In a sign of the growing recognition of the need to address the role social media and technology play in fueling mass shootings, the U.S. Senate Commerce, Science and Transportation Committee held a hearing with representatives from major tech firms to probe what the government could do.

“No matter how great the benefits to society, it is important to consider how [social media] can be used for evil, at home and abroad,” said Sen. Roger Wicker (R-Mississippi), the chairman of the committee, which includes Sen.

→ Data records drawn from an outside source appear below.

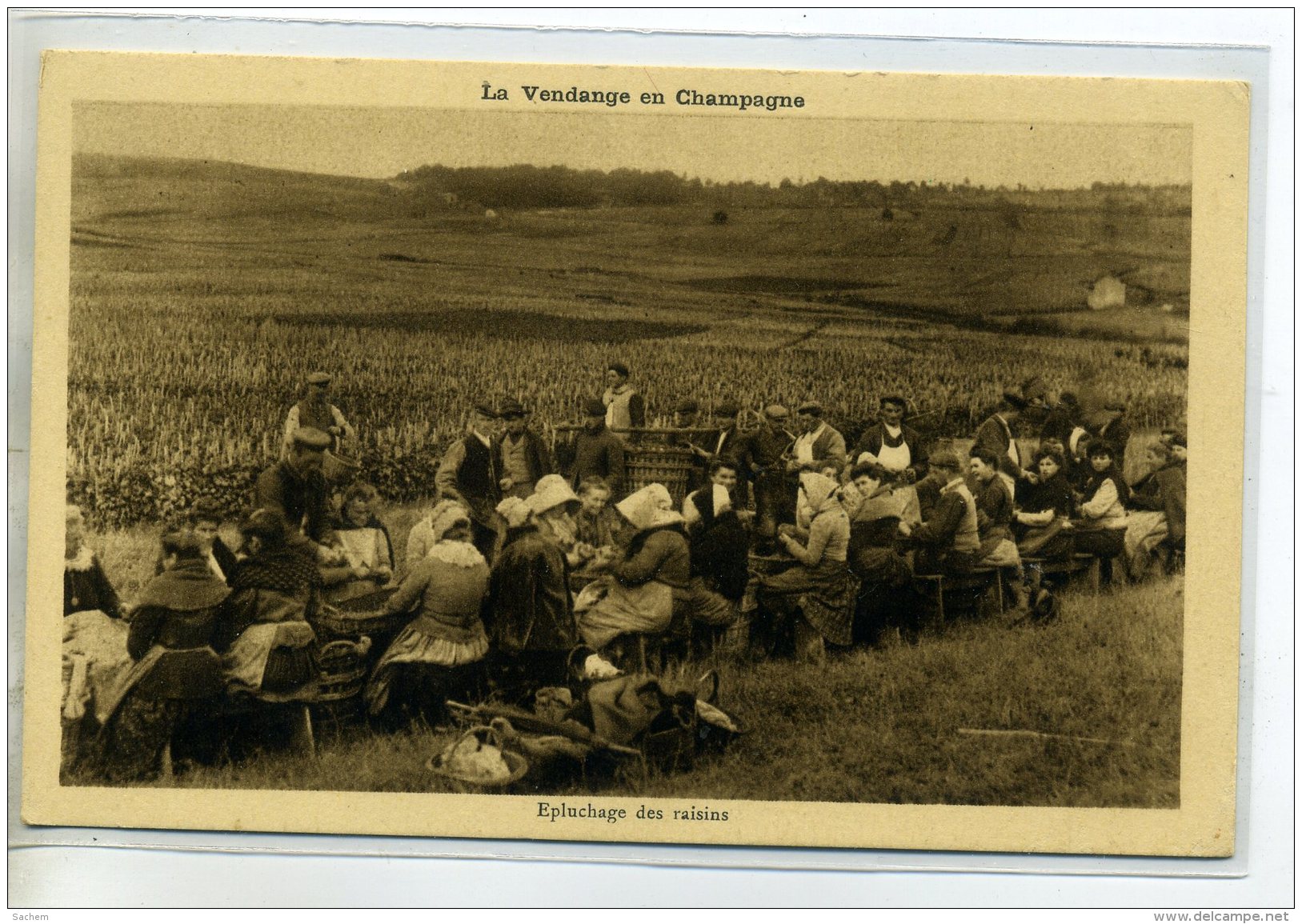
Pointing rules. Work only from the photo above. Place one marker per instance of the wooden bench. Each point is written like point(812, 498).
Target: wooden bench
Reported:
point(1078, 564)
point(974, 583)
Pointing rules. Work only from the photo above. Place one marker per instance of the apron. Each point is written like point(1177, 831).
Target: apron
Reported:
point(645, 610)
point(895, 458)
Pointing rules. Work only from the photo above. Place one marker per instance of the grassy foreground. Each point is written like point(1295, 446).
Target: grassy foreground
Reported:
point(875, 725)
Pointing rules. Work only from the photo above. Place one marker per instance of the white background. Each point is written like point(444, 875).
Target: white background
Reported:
point(54, 876)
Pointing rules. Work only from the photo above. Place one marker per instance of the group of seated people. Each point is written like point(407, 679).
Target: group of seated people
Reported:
point(571, 570)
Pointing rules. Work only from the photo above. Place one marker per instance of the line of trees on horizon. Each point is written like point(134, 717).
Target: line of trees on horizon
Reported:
point(531, 186)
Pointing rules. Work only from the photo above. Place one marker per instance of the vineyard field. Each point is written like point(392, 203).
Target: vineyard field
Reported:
point(201, 296)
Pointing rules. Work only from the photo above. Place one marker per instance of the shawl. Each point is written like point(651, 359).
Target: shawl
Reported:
point(189, 586)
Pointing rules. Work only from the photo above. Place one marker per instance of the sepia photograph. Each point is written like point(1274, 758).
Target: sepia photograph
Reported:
point(689, 456)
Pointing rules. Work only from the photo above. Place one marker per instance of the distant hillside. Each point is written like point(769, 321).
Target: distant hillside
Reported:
point(1106, 261)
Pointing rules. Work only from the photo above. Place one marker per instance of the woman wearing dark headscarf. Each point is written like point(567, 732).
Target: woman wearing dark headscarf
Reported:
point(274, 594)
point(649, 581)
point(1044, 509)
point(367, 546)
point(1102, 526)
point(176, 668)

Cory Gardner (R-CO) as a member, though he was absent for yesterday’s hearing.

He noted a chain of recent shootings, connected by the role social media and technology played: Police say the gunman in the Aug. 3 El Paso shooting posted a manifesto on the “dark web” site 8chan; FBI investigators say the shooter at the Pulse nightclub in Orlando was radicalized by Islamic extremists online before his July 2016 shooting spree; and in March, a mass shooter at a mosque in Christchurch, New Zealand, posted a live video of the massacre to Facebook.

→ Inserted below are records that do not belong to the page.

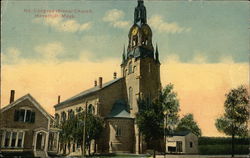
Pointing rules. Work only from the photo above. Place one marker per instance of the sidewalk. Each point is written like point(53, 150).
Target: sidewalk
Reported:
point(201, 156)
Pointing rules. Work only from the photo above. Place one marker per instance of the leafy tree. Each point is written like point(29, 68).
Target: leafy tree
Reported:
point(168, 99)
point(150, 120)
point(234, 120)
point(187, 123)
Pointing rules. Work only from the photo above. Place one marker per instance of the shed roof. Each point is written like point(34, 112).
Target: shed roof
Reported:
point(181, 133)
point(119, 110)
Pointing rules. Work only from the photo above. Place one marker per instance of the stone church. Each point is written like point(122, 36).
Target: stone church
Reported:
point(116, 100)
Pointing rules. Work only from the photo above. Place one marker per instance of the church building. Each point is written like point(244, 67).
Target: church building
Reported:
point(116, 100)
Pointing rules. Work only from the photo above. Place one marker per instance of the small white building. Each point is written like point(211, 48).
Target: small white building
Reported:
point(183, 142)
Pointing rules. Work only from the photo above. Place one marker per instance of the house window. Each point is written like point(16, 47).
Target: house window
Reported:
point(24, 115)
point(130, 97)
point(7, 139)
point(191, 144)
point(118, 132)
point(13, 139)
point(91, 109)
point(57, 119)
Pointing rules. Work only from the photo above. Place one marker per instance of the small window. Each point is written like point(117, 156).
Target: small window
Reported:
point(63, 116)
point(91, 109)
point(191, 144)
point(130, 97)
point(21, 115)
point(130, 70)
point(118, 132)
point(20, 138)
point(28, 116)
point(13, 140)
point(7, 139)
point(24, 115)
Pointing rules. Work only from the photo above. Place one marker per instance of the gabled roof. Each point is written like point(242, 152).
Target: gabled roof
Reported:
point(119, 110)
point(32, 100)
point(88, 92)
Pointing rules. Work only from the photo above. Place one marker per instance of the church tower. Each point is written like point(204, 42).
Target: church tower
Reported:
point(140, 65)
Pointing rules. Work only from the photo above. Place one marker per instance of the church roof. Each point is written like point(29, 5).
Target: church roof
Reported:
point(181, 133)
point(87, 92)
point(119, 110)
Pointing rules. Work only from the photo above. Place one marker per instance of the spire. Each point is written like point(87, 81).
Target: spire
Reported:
point(140, 14)
point(157, 54)
point(123, 54)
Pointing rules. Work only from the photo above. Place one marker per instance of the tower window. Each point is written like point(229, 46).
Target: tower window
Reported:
point(130, 68)
point(191, 144)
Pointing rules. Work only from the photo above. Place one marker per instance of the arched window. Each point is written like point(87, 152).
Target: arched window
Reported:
point(57, 117)
point(71, 114)
point(63, 116)
point(130, 97)
point(130, 70)
point(91, 109)
point(134, 68)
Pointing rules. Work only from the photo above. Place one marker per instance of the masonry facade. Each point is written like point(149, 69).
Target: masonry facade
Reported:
point(116, 100)
point(27, 127)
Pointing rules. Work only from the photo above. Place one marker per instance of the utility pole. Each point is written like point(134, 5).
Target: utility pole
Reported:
point(84, 130)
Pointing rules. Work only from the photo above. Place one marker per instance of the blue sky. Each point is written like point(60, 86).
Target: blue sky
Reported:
point(211, 29)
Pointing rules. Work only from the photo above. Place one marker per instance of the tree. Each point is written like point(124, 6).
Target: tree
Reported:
point(187, 123)
point(168, 99)
point(234, 120)
point(150, 120)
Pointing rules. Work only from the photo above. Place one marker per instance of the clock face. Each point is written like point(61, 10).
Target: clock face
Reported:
point(134, 31)
point(145, 31)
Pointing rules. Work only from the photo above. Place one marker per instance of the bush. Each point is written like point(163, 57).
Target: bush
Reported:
point(222, 149)
point(222, 141)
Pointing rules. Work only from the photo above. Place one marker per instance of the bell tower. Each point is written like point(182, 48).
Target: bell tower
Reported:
point(140, 66)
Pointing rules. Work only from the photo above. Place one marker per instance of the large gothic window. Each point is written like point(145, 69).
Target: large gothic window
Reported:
point(91, 109)
point(130, 97)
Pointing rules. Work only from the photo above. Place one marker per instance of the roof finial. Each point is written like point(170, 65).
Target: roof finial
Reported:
point(156, 53)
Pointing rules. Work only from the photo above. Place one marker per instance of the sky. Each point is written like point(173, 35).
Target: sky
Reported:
point(51, 48)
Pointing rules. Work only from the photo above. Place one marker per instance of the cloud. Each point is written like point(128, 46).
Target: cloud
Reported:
point(157, 23)
point(50, 51)
point(62, 25)
point(201, 88)
point(199, 58)
point(11, 56)
point(114, 17)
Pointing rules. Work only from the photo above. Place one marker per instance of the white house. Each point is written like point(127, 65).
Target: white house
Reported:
point(183, 142)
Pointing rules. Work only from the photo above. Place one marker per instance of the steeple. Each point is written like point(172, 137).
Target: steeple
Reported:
point(140, 14)
point(157, 54)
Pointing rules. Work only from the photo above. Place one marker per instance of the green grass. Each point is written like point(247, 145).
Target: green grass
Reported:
point(223, 149)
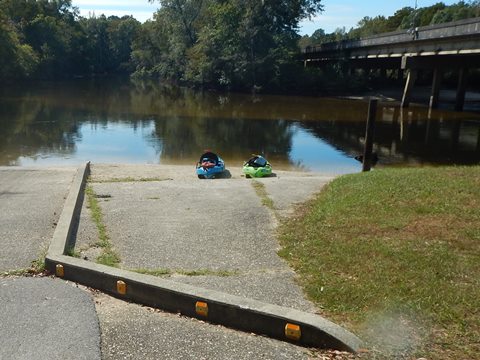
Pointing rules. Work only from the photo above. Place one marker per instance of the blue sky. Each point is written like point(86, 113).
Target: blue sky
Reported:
point(338, 13)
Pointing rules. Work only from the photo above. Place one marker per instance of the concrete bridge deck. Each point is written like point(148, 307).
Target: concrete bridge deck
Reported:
point(451, 46)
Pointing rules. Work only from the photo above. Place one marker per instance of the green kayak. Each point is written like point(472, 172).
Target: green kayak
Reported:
point(257, 166)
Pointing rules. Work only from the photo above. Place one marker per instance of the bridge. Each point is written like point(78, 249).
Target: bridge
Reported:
point(438, 48)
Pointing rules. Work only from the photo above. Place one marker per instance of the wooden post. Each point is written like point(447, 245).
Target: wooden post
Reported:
point(437, 79)
point(367, 154)
point(411, 78)
point(461, 89)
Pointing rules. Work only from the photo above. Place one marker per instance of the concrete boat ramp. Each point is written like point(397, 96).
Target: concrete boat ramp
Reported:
point(210, 243)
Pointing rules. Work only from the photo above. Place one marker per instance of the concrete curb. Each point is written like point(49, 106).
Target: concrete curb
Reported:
point(232, 311)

Tech companies at the hearing pointed to a range of stepped-up monitoring systems to identify potential threats.

Monika Bickert, head of global policy management for Facebook, said the company’s AI system can identify policy violations on Facebook Live, where the Christchurch gunman broadcasted the shooting, within 12 seconds. That’s 90 percent faster than it could a few months ago. At the time, video of the Christchurch shooting gained over a million views before it was taken down.

Nick Pickles, public policy director for Twitter, similarly touted technology improvements in monitoring systems. He said Twitter’s system observes patterns of behavior rather than isolated incidents to identify potential problems.

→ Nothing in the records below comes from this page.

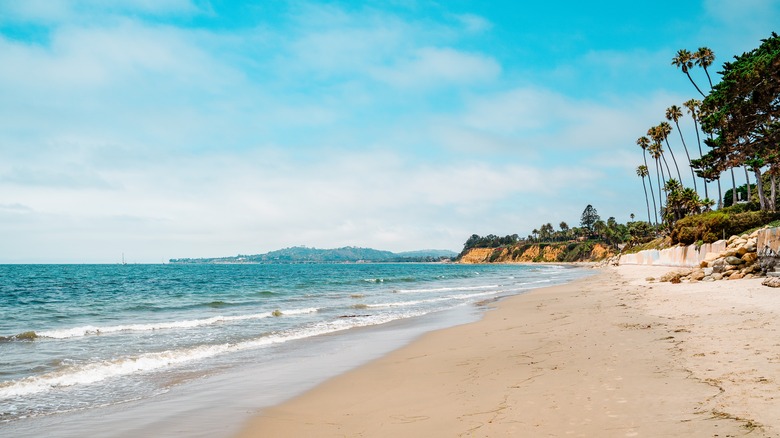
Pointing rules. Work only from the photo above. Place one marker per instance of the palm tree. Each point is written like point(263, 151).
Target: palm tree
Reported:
point(673, 113)
point(704, 57)
point(656, 152)
point(664, 129)
point(657, 135)
point(684, 60)
point(693, 109)
point(644, 143)
point(642, 172)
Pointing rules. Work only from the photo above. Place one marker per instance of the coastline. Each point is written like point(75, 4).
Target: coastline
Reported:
point(609, 355)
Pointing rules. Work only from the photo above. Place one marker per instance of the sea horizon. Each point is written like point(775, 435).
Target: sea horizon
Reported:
point(77, 338)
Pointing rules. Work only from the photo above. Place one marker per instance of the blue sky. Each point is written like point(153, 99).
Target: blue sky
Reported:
point(185, 128)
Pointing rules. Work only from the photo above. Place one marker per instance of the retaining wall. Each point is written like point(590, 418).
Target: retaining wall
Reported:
point(682, 256)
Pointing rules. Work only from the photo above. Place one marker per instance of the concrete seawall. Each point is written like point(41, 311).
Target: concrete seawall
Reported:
point(682, 256)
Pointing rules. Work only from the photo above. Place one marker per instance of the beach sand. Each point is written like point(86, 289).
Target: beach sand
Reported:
point(612, 355)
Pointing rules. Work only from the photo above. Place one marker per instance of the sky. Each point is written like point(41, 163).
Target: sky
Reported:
point(166, 129)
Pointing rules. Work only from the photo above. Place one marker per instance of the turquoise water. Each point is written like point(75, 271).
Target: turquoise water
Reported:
point(78, 337)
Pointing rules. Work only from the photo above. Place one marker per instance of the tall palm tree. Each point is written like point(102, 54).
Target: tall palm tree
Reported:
point(656, 152)
point(642, 172)
point(662, 132)
point(684, 60)
point(674, 113)
point(644, 143)
point(704, 57)
point(655, 135)
point(693, 110)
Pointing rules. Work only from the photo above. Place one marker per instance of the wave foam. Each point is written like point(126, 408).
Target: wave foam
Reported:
point(93, 330)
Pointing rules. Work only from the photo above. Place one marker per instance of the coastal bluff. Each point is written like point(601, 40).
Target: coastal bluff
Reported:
point(528, 253)
point(743, 256)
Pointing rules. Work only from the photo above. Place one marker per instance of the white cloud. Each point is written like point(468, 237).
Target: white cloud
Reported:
point(439, 67)
point(474, 23)
point(61, 11)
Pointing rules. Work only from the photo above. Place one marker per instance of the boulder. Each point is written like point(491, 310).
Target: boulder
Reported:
point(771, 282)
point(697, 275)
point(674, 276)
point(750, 258)
point(736, 276)
point(733, 260)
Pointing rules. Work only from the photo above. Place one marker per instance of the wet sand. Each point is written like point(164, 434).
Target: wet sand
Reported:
point(613, 355)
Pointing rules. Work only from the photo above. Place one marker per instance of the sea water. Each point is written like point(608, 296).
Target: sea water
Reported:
point(79, 338)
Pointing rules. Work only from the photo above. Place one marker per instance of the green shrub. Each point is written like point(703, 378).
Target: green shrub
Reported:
point(711, 226)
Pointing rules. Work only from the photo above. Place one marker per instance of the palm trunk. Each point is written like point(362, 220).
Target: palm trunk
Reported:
point(675, 162)
point(709, 79)
point(694, 83)
point(693, 175)
point(647, 202)
point(760, 187)
point(658, 177)
point(698, 140)
point(666, 163)
point(652, 195)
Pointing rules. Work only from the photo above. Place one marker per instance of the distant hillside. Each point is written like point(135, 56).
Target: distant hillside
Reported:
point(347, 254)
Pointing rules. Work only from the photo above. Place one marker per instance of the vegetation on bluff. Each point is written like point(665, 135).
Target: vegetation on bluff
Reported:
point(737, 121)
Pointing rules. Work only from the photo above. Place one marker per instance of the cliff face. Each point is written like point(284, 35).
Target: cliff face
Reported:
point(525, 253)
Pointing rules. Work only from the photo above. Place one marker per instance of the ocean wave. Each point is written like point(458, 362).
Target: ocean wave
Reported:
point(75, 332)
point(445, 289)
point(94, 372)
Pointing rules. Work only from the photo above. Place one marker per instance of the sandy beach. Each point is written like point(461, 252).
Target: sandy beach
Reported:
point(612, 355)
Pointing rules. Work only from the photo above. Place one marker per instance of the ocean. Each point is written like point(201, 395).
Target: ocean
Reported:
point(86, 342)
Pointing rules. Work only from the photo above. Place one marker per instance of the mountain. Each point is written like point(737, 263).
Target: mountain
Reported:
point(347, 254)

“For abuse, this strategy has allowed us to take three times the amount of enforcement of action on abuse within 24 hours than this time last year,” Pickles said.

According to Derek Slater, Google’s global director of information policy, Youtube updated its hate speech policies in June, cracking down on extremist content. Since then, he said, “the number of individual video removals for hate speech saw a 5x spike to over 100,000, the number of channel terminations for hate speech also saw a 5x spike to 17,000, and the total comment removals nearly doubled in Q2 to over 500 million, due in part to a large increase in hate speech removals.”

There was broad agreement that quick and streamlined cooperation with government and law enforcement was important.

“If we can strengthen, as an industry, our cooperation with law enforcement, we can make sure the information sharing is as strong as it needs to be to support those interventions,” Pickles said. 

There was still little consensus on how best government can intervene at the hearing.

Pickles, who works for Twitter, noted that blocking content can produce the effect of driving online hate speech into less regulated and monitored areas of the internet.

“It is important to recognize content removal online cannot alone solve these issues,” he said.

The committee’s ranking member Sen. Maria Cantwell (D-Washington) agreed, voicing her concern over the “dark web” specifically.

“Adding technology tools to mainstream websites to stop the spread of these ‘dark web’ sites is a start, but there needs to be more to be a comprehensive and coordinated effort to ensure people are not directed into these cesspools,” said Cantwell.

“We need to do more at the Department of Justice to shut down these ‘dark web’ sites, and social media companies need to work with us to make sure that we are doing this,” she continued.

Pickles also suggested that there are deeper societal problems driving the rise of mass shootings, beyond the scope of tech companies or the committee to address.

“Not every issue will be one where the underlying factors can be addressed by public policy interventions led by technology companies,” he said. 

Colorado’s Sen. Gardner (R-CO), though absent from the meeting, once questioned the lack of response to warning signs displayed by Nicolas Cruz, the shooter at Marjory Stoneman Douglas High School in Parkland, Florida last February.

A user with the screen name “Nikolas Cruz” posted, “Im going to be a professional school shooter,” on Youtube in September 2017. Cruz was never contacted by the FBI about the comment.

“We need to understand why those reports weren’t investigated or further action wasn’t taken,” Gardner told The Denver Post at the time.

Gardner condemned white supremacy after the El Paso shooting but did not mention the 8chan manifesto. “The white supremacy voices should be condemned each and every time they raise their heads and their ugliness,” he said at the time.